Frente a la violencia que vive México, mucho ayuda mirar a otras experiencias históricas y tratar de comprender las pasiones humanas a través de la literatura y el teatro. Acabo de leer un magnífico libro del gran diplomático y negociador norteamericano, el recién fallecido Richard Holbrooke, Terminar una guerra. El libro es magnífico, lo mismo lo puede disfrutar un lector de novelas que un especialista. Tiene la mayor actualidad para comprender por qué se llega a una guerra y esclarecer las dificultades a las que se deben enfrentar quienes intentan detenerla.
La obra se refiere a las guerras que ocurrieron al momento de la disolución de Yugoslavia después de la era de Tito. “Esa tragedia no estaba predeterminada. Fue el producto de malas decisiones o incluso decisiones criminales de líderes políticos que fomentaron la confrontación étnica por razones políticas o de obtener un beneficio financiero”. “En vez de enfrentar sus problemas de gobernanza, llevaron a sus pueblos a la guerra”. Las diferencias venían de tiempo atrás. Allá empezó la Primera Guerra (“otra marcha de la estupidez”), pero aun así, la guerra no era inevitable. Los odios fueron auspiciados por los propios líderes, desde arriba, y se propalaron por medio de la televisión.
Una vez que empezó la guerra, se pensó que sería corta. Las partes pensaron que la podían ganar. Creció el número de muertos hasta llegar a cientos de miles. Europa se quedó paralizada frente a las prácticas de aniquilamiento que asemejaron a las de los nazis. Estados Unidos temió involucrarse después de la experiencia de Vietnam. Finalmente, bajo la presidencia de William Clinton, se logró generar la iniciativa política necesaria para intentar un proceso de paz. Richard Holbrook, quien de joven había sido parte del equipo que negoció el fin de la guerra de Vietnam, coordinó el esfuerzo.

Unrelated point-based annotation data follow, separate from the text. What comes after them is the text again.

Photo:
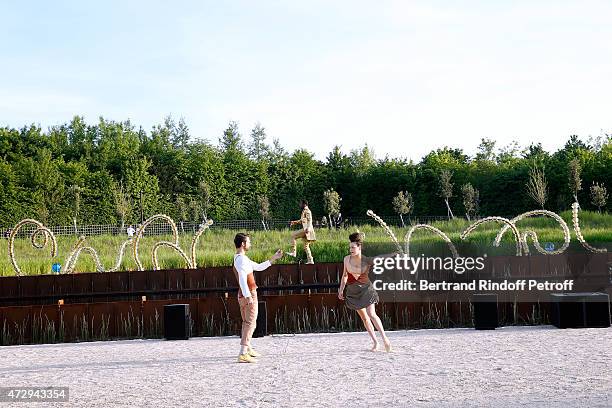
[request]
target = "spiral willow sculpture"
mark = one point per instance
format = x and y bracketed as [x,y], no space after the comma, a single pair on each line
[433,229]
[532,234]
[503,220]
[194,242]
[174,245]
[78,248]
[581,239]
[40,229]
[388,230]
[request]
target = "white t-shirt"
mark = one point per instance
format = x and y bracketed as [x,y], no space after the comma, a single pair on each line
[244,266]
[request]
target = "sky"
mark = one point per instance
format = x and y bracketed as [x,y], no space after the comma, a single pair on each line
[405,77]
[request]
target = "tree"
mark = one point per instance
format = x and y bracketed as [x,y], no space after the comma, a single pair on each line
[403,204]
[204,197]
[75,191]
[123,204]
[231,141]
[258,147]
[537,186]
[486,150]
[446,190]
[470,199]
[574,177]
[264,209]
[599,196]
[331,204]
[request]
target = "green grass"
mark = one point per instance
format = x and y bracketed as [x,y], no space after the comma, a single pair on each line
[215,247]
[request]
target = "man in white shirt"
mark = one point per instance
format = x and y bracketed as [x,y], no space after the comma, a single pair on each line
[247,293]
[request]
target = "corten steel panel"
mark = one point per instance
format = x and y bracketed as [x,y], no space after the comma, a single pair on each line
[9,286]
[211,318]
[268,277]
[194,278]
[100,282]
[156,280]
[500,266]
[328,300]
[519,266]
[101,320]
[175,279]
[63,284]
[46,314]
[558,265]
[46,285]
[219,277]
[119,281]
[16,324]
[45,323]
[284,312]
[28,285]
[289,275]
[538,265]
[408,314]
[127,317]
[74,318]
[138,280]
[153,316]
[308,273]
[328,273]
[81,283]
[578,264]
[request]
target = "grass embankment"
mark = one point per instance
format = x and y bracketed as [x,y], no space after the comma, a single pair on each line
[215,247]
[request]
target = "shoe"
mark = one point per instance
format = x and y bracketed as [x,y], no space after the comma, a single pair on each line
[246,358]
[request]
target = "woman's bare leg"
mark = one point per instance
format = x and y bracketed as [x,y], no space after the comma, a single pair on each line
[368,324]
[371,311]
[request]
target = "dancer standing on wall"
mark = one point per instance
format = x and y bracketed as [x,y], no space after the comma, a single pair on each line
[247,293]
[306,232]
[360,293]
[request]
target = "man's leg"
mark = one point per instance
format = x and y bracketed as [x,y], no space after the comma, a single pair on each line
[307,250]
[248,323]
[253,310]
[294,237]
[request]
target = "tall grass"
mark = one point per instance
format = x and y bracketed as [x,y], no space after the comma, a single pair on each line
[215,247]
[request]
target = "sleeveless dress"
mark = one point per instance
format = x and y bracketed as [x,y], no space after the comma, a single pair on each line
[360,292]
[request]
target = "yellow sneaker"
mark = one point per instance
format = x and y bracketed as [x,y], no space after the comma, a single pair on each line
[246,358]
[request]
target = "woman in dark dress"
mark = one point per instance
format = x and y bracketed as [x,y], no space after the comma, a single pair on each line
[360,293]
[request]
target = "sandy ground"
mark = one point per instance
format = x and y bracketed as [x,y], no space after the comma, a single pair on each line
[513,366]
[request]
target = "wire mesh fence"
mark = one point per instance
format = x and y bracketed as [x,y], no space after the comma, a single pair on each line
[190,227]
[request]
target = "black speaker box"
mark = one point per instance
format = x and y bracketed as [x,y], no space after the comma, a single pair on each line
[177,322]
[580,310]
[485,312]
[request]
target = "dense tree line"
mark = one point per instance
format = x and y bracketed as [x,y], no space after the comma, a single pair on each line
[112,172]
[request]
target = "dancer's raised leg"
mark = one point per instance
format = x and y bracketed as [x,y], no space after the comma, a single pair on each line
[371,312]
[368,325]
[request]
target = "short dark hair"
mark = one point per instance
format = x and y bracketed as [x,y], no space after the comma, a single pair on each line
[240,238]
[356,237]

La tarea fue excepcionalmente compleja. Para empezar, hubo que hacer converger a los intereses de las diferentes agencias y poderes norteamericanos, empezando por el Pentágono y las agencias de seguridad. Hubo que mantener a los europeos en el proyecto, pero a la vez tomar la iniciativa en un asunto que estaba podrido. Holbrook explica con excepcional lucidez cómo se toman este tipo de decisiones dentro del gobierno norteamericano. Eso ayuda a salirse de las respuestas fáciles a las que estamos acostumbrados. Es un gran texto para estudiantes de política exterior y de política.
La dificultad de construir un proceso de paz se vive a lo largo de su lectura. Así es. ¿Qué hacer para que los medios ayuden y no echen a perder? ¿Cómo contrarrestar los obuses que vienen de las propias filas? ¿Cómo construir confianza entre quienes se odian y se han matado? ¿Cómo diseñar soluciones y arreglos que sean aceptados y se puedan sostener a lo largo del tiempo? ¿Con quién se puede contar hasta el final y a quién, incluyendo a quienes se rechaza por completo, se necesita para poder avanzar? Es todo un arte, una experiencia y, también, una aventura que recuerda a los navegantes de otros tiempos que estaban dispuestos a correr riesgos con tal de arribar a un nuevo destino.
En una cita de Eurípides, Las suplicantes, se resume todo:
Cuando el pueblo vota ir a la guerra, nadie vislumbra su propia muerte; es demasiado pronto.
Él piensa, algún otro hombre se encontrará con el fatal destino.
Pero si la muerte lo encarara a la hora de depositar su voto, seguro que no se dejaría arrastrar por la locura de la batalla.
Y sin embargo, nosotros los hombres, todos, sabemos cuál de las dos palabras es mejor, y podemos medir lo bueno y lo malo que traen.
¡Cuánto mejor es la paz que la guerra!